Jayen Chellum met en garde contre tout abus de la part des commerçants
La guerre au Moyen-Orient n’a pas encore d’impact direct sur Maurice, mais il faut anticiper. C’est la position de l’Association des Consommateurs de l’île Maurice (ACIM) qui a transmis une correspondanceau Premier ministre, Navin Ramgoolam, en ce sens. Elle souhaite la mise sur pied regroupant des représentants du gouvernement, du secteur privé et des associations des consommateurs. Jayen Chellum, le secrétaire, invite également les autorités à surveiller les abus de la part des commerçants afin d’éviter une flambée de prix.
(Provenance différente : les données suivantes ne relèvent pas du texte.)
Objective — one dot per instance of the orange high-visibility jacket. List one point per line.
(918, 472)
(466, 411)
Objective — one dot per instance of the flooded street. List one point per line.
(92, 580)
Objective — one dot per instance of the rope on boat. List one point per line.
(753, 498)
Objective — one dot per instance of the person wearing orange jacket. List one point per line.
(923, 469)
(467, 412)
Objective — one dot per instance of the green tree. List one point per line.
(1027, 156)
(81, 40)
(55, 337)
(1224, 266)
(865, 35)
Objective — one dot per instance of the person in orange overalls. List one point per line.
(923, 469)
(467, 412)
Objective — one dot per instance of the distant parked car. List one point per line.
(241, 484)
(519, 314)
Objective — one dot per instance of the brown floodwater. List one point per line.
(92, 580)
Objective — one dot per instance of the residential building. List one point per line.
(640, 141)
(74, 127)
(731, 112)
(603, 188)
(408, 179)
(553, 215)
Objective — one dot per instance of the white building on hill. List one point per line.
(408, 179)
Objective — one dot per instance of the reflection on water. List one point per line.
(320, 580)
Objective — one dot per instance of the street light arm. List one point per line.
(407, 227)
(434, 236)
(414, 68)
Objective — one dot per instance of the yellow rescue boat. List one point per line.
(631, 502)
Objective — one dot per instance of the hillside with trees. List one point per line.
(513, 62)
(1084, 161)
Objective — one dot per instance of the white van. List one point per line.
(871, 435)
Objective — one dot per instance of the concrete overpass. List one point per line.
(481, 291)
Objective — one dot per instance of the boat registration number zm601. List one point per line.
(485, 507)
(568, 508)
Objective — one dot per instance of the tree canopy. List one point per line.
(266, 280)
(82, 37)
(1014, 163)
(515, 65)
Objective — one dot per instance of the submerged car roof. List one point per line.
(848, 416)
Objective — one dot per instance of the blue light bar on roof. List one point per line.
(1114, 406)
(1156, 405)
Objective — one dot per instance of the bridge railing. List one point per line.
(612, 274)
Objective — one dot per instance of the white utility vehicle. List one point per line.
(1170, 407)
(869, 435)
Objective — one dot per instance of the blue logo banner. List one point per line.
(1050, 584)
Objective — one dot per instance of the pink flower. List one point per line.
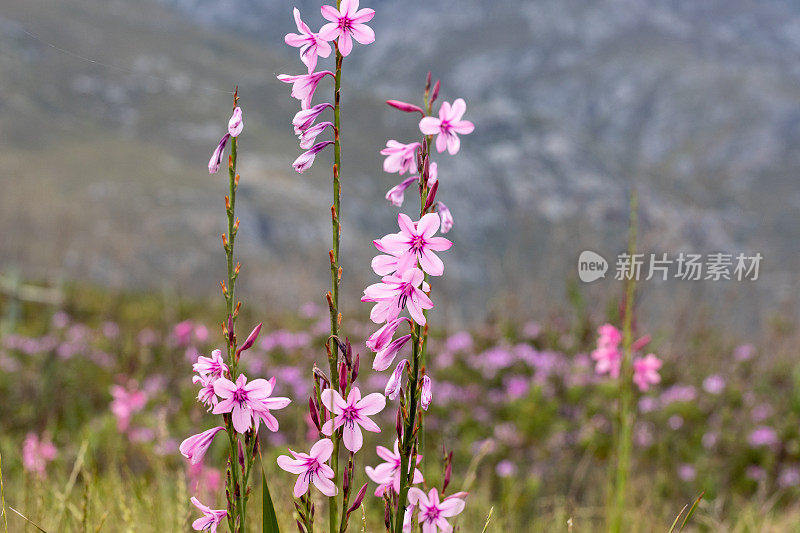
(387, 474)
(196, 446)
(385, 357)
(607, 354)
(447, 126)
(446, 216)
(645, 371)
(211, 517)
(392, 389)
(395, 292)
(399, 157)
(311, 468)
(433, 513)
(381, 338)
(306, 159)
(396, 195)
(304, 85)
(347, 23)
(125, 404)
(309, 43)
(216, 157)
(235, 124)
(415, 242)
(245, 400)
(36, 453)
(213, 366)
(352, 414)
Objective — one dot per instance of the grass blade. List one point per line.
(269, 521)
(691, 511)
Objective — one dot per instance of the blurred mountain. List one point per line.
(109, 110)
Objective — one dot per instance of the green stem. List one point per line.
(625, 385)
(333, 358)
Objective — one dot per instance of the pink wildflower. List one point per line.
(645, 371)
(448, 126)
(347, 23)
(399, 157)
(311, 468)
(387, 474)
(196, 446)
(309, 43)
(352, 414)
(211, 517)
(395, 292)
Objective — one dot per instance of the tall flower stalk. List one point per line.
(407, 265)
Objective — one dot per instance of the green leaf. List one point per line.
(269, 521)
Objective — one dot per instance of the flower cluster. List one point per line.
(345, 24)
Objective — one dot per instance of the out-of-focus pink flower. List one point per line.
(211, 517)
(213, 366)
(236, 124)
(353, 414)
(125, 403)
(304, 85)
(608, 356)
(309, 43)
(416, 242)
(385, 357)
(395, 292)
(244, 400)
(448, 126)
(196, 446)
(216, 157)
(645, 371)
(36, 453)
(304, 118)
(311, 468)
(399, 157)
(396, 194)
(433, 514)
(306, 159)
(347, 23)
(446, 216)
(387, 474)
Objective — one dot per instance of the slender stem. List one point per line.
(333, 357)
(625, 384)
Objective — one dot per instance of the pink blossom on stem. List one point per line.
(243, 400)
(381, 338)
(235, 124)
(304, 85)
(446, 216)
(311, 468)
(645, 371)
(213, 366)
(347, 23)
(306, 159)
(353, 414)
(384, 358)
(396, 195)
(196, 446)
(433, 513)
(399, 157)
(211, 517)
(216, 157)
(387, 474)
(306, 117)
(36, 453)
(416, 242)
(448, 126)
(395, 292)
(309, 43)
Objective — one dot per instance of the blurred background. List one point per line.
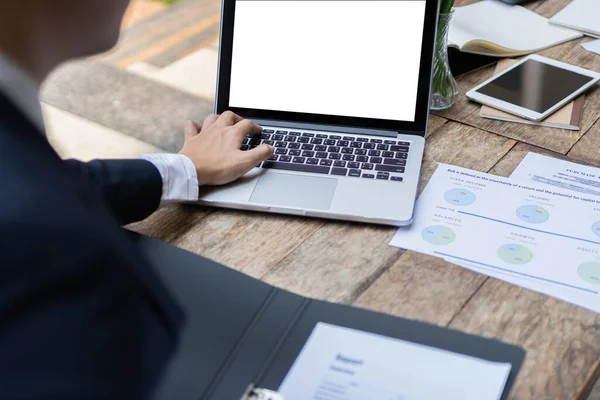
(134, 99)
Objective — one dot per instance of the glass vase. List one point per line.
(444, 88)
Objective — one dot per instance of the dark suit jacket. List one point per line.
(82, 316)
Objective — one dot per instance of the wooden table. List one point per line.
(353, 264)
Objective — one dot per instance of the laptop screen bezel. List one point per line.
(418, 126)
« The preparation of an overall emergency plan is of critical importance. » C’est ce que fait ressortir l’ACIM. L’association souligne que pendant la Guerre du Golfe, il y avait un tel comité, avec les parties prenantes, pour analyser la situation et trouver des solutions. « An Emergency Response Committee, involving all major stakeholders could be of important mechanism for assessing the situation and preparing responses in a very short term », mentionne la lettre.
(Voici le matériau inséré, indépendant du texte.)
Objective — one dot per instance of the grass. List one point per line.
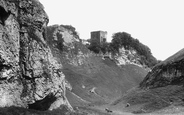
(23, 111)
(153, 100)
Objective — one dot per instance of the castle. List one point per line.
(99, 37)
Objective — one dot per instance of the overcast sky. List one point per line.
(159, 24)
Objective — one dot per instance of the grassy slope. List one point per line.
(160, 100)
(109, 80)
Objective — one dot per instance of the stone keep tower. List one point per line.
(99, 36)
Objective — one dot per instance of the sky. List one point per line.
(159, 24)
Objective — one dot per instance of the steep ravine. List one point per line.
(30, 77)
(94, 79)
(161, 91)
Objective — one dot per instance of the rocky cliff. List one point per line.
(168, 72)
(161, 91)
(30, 77)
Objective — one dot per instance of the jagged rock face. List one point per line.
(28, 71)
(66, 44)
(168, 72)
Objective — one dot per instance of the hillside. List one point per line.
(94, 79)
(160, 92)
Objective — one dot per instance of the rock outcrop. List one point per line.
(30, 76)
(168, 72)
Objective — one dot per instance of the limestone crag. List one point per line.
(66, 45)
(29, 74)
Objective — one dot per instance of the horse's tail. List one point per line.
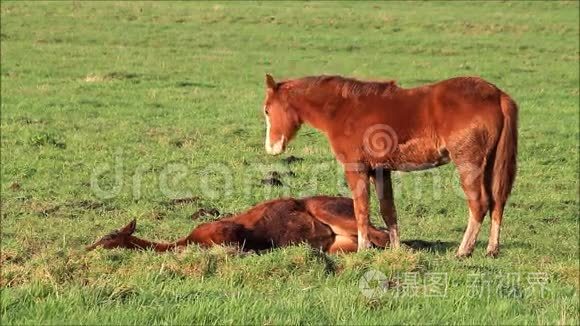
(504, 165)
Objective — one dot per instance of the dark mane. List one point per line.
(342, 86)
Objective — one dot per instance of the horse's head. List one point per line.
(282, 121)
(115, 239)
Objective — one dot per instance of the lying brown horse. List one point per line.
(325, 223)
(377, 127)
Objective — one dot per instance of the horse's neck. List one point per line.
(315, 113)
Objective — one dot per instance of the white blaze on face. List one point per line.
(278, 146)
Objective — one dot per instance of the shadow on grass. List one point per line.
(432, 246)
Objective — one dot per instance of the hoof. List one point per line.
(462, 255)
(492, 253)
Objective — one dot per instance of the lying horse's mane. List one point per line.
(341, 86)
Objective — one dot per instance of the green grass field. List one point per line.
(111, 110)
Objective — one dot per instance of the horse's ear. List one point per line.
(129, 228)
(270, 83)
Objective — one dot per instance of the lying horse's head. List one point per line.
(282, 121)
(115, 239)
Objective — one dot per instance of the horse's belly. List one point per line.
(415, 156)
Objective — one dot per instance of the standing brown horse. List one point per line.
(377, 127)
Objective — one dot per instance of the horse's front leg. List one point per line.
(384, 187)
(358, 182)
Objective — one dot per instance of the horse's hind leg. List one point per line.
(384, 187)
(472, 177)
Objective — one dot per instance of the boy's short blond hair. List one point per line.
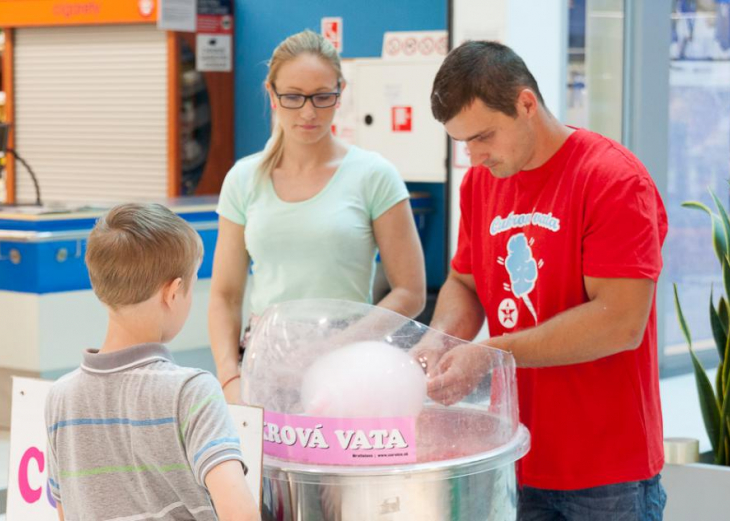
(134, 249)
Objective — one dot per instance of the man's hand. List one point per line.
(427, 352)
(458, 372)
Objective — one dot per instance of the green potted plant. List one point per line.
(699, 490)
(714, 404)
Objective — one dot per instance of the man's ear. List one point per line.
(170, 291)
(527, 103)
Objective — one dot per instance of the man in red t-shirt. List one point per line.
(560, 247)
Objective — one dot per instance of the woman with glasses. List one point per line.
(309, 212)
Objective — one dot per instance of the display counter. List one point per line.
(48, 313)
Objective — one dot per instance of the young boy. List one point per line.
(131, 435)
Se référant aux déclarations du ministre du Commerce Michaël Sik Yuen, Jayen Chellum a indiqué qu’il y a encore le stock nécessaire, en matière de produits pétroliers, de gaz et d’alimentation. « Cela n’a toutefois pas empêché le Panic Buying. Dans ce genre de situation, ceux qui ont les moyens achètent en grande quantité et ceux qui n’en ont pas se retrouvent sans rien. J’appelle à la responsabilité des consommateurs. Pensez aux autres. »
Si cela continue, a-t-il prévenu, le gouvernement sera contraint d’intervenir pour le rationnement.
Jayen Chellum invite également les autorités à être vigilantes et de veiller aux abus de la part des commerçants. « Nous savons tous ce qui s’est passé pendant la pandémie de Covid-19. Certains ont augmenté les prix non contrôlés de manière exagérée.» Si cela arrive, a-t-il ajouté, le gouvernement devra appliquer des amendes sévères.
Si le conflit perdure, il y aura certainement un impact sur l’approvisionnement et les prix, maintient l’ACIM. Le fret, l’assurance et le coût à l’achat seront hors de notre contrôle, mais pas la marge de profits, a insisté Jayen Chellum. Là également, il invite à la compréhension et à la solidarité, au lieu de profiter de la situation.
Ainsi, Jayen Chellum ne peut s’empêcher de s’interroger sur l’autosuffisance alimentaire. « Depuis le temps que nous en parionse, où en sommes-nous ? Quels progrès ont été fait ? Chaque budget prévoir des Schemes pour soutenir l’autosuffisance alimentaire. Le lobby de certains est très fort et ils mettent toujours la pression sur le gouvernement pour avoir plus d’argent. Mais quelles sont les retombées? J’espère que le gouvernement va évaluer tout cela, avant de donner encore de l’argent. »
Au chapitre de la Price Stabilisation Account, Jayen Chellum estime que si la guerre dure, le gouvernement devra rallonger la liste des produits. Au niveau de l’approvisionnement en produits pétroliers, il avance qu’il faut se tourner vers l’Inde si l’approvisionnement du Moyen-Orient est affecté.